Ist natürlich alles voll ironisch gemeint. Eh klar. Allerdings begeben sich Brix und Seberg mit ihrem Stil der großteils als pseudo-improvisiert zur Schau gestellten Doppelconference auf ein sehr glattes Terrain im unerforschten Mittelfeld zwischen brav auswendig gelerntem Text, gut geprobter und glaubwürdig gespielter Scheinbar-Spontaneität und grundehrlichem Stegreif-Spiel. Eine sehr ironische Meta-Ebene, deren Sinnhaftigkeit aber bezweifelt werden darf. Sich darüber augenzwinkernd zu amüsieren, dass man eh halbwegs einstudierte Dialoge so zum Vortrag bringt, als würden sie aus dem Moment heraus entstehen, ist schlicht einmal zu oft um die Ecke gedacht, um auf Kleinkunstbühnen zu funktionieren. Zumindest ab einer gewissen Saalgröße. Solange eine Intimität herrscht, die einer gemeinschaftlichen Verschwörungsbereitschaft zwischen Künstler und Kunden Vorschub leistet, kann das Konzept aufgehen. Im „Orpheum“ klappt das definitiv nicht.

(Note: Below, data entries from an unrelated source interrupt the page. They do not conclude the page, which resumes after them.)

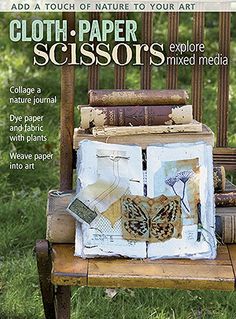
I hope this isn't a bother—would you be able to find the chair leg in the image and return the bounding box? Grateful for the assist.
[36,240,56,319]
[55,286,71,319]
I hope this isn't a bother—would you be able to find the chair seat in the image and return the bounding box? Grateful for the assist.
[51,244,236,291]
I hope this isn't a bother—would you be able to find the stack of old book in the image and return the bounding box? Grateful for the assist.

Dieses Prinzip ist nicht das einzige, was im Verlauf der Vorstellung der dem Programm unangemessenen Dimension des Veranstaltungsortes zum Opfer fällt. Um zu gewährleisten, dass der Funke der Sympathie so heftig überspringt, dass sich die Künstler auf der Bühne wirklich jeden Träsch leisten können, muss ein sehr viel unmittelbarerer Kontakt möglich sein. Oder noch mehr Vorschuss-Sympathien flackern, als bei der Premiere. Und das wird wohl nicht so leicht zu bewerkstelligen sein.
Die großen Entfernungen im „Orpheum“ verhindern auch die Wirksamkeit des tatsächlich spontanen Privatgeplänkels zwischen Gregor Seberg und Zuschauern in den ersten Sitzreihen. Für die ersten Sitzreihen gewiss sehr erheiternd. Die schweigende Mehrheit fühlt sich derweil allerdings grob vernachlässigt.
Ein letzter Kritikpunkt sei noch angebracht. So effektvoll der Einsatz von Sound-Sampling und Live-Loops auch sein mag – die simple Demonstration dieser Technik ist inzwischen zu wenig, um ihren Bühneneinsatz zu rechtfertigen. Mag schon sein, dass sie hierzulande im Kleinkunst-Kontext noch nicht allzu oft zum Einsatz gekommen ist, aber seit „Orchester Bürger Kreitmeier“ herrschen diesbezüglich einfach andere Gesetze.
Vorweggeschickt sei an dieser Stelle: Brix und Seberg haben Spaß – und machen Spaß. Ein paar Kürzungen und Streichungen täten dem Projekt „Die Erleser kommen“ aber gewiss gut. Was sie bei aller berechtigten Kritik aber keinesfalls verdient haben, sind Besucher, die wenige Minuten vor Schluss betont lautstark den Zuschauersaal verlassen. Das ist schlicht schlechtes Benehmen – und wäre endlich mal eine vernünftige Aufgabe für die Theaterpolizei.